NCDMB’s Executive Secretary Simbi Kesiye Wabote and the Managing Director of NLNG, Tony Attah, signed the NCP in Abuja at the weekend.
The ceremony was witnessed by senior officials of the Nigerian National Petroleum Corporation (NNPC), Shell, Total and ENI – shareholders of the NLNG.
The Train 7 project is expected to expand NLNG’s production capacity by 35 per cent from 22 million tonnes per annum (mtpa) to 30 mtpa.
At peak construction, the Train 7 project is projected to provide direct, indirect and induced employment for over 10, 000 persons.
Kesiye stressed that Train 7, like other forthcoming major projects in the oil and gas sector, must leave a legacy facility, just like Total’s Egina deepwater, which catalysed the development of an FPSO integration facility in Lagos.
The expected job explosion from Train 7 is banked on the Nigerian Content Plan, which provides for 100 per cent engineering of all non-cryogenic areas in-country.
The total in-country engineering man-hour is set at 55 per cent, which exceeds the minimum level stipulated in the NOGICD Act, in line with the Board’s resolve to push beyond the boundary of limitations.
Wabote said the Train-7 scope will deliver 100 per cent in-country fabrication of the Condensate Stabilisation Unit, pipe-racks, flare system, and non-cryogenic vessels.
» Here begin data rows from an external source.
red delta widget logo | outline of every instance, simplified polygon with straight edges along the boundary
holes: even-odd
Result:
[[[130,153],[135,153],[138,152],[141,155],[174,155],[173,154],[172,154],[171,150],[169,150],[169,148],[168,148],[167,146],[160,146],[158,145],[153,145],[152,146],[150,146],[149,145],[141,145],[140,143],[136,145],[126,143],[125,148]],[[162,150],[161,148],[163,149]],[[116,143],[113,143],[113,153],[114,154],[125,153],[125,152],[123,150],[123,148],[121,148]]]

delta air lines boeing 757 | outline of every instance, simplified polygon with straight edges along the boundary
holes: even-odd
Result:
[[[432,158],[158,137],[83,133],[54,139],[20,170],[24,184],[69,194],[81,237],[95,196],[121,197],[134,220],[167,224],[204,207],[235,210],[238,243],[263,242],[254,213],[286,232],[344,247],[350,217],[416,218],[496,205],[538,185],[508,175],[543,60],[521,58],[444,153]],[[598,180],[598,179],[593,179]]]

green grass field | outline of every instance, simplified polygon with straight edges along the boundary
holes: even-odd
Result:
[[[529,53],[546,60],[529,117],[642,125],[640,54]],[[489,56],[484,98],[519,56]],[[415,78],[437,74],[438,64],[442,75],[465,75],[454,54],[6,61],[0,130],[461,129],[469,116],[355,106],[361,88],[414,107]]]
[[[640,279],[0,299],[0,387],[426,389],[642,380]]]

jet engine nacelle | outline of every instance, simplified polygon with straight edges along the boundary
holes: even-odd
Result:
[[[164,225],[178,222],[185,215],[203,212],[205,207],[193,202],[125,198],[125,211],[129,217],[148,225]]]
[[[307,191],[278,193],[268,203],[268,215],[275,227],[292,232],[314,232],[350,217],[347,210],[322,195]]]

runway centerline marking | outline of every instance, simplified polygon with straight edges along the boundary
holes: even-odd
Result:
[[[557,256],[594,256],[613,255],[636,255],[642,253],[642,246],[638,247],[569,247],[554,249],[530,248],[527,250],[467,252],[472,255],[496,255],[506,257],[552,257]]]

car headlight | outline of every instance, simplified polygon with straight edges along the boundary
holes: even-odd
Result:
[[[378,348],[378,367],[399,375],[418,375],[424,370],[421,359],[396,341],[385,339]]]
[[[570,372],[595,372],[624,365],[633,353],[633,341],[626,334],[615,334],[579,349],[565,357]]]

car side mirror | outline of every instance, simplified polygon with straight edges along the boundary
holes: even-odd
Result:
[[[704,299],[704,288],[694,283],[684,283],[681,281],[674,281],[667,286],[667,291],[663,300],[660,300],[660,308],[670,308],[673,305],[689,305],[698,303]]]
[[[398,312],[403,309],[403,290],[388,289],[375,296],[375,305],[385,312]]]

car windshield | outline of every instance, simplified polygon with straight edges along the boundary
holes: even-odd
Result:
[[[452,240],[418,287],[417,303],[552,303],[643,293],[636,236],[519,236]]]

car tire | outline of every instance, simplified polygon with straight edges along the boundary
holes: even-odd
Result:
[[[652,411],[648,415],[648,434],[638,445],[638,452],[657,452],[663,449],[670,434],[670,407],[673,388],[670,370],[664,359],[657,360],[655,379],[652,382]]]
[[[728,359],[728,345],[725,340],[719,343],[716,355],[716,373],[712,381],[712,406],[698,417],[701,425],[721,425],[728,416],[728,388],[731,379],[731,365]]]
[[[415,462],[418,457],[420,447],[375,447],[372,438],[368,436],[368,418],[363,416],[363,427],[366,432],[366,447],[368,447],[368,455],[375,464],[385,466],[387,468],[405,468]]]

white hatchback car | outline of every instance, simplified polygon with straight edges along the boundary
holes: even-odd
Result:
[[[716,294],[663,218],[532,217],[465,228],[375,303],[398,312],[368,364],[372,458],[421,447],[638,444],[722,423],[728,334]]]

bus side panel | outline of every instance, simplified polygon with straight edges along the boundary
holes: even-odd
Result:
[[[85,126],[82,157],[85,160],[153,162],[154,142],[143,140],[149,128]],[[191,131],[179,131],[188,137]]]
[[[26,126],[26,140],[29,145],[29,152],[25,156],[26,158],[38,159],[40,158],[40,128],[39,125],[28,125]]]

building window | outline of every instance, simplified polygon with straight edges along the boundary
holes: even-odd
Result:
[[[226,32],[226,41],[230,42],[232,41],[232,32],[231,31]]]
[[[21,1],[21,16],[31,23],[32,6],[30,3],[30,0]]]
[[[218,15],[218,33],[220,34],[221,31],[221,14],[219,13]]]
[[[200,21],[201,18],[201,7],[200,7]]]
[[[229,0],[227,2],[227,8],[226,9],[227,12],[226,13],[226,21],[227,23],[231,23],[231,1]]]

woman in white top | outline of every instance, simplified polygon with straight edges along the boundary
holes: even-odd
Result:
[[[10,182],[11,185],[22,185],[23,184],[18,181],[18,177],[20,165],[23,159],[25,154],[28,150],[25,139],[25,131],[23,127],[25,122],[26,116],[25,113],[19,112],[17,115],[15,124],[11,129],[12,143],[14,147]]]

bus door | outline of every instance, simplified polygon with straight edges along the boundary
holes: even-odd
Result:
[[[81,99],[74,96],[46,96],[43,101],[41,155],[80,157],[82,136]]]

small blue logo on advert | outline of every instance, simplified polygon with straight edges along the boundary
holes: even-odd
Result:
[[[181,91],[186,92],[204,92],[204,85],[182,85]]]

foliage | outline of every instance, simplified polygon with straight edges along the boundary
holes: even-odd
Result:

Site civil works on roads, piling, jetties and will also keep local businesses occupied.
Wabote said: “It will also provide great opportunities for utilisation of local goods and services in addition to enhancing and developing new capacities and capabilities for the local supply chain.
“There will be 100 percent local procurement of all LV cables and HV cables, all non-cryogenic valves, protective coatings, and all sacrifice anodes. 70 per cent of all non-cryogenic pumps and control valves will be assembled in-country.”
Other spin-off opportunities will include logistics, equipment leasing, insurance, hotels, office supplies, aviation and haulage, he added.
Wabote pointed out that the increased number of NLNG Trains would also provide huge business opportunities for local businesses to build capabilities in the maintenance of LNG plants, especially in cryogenics.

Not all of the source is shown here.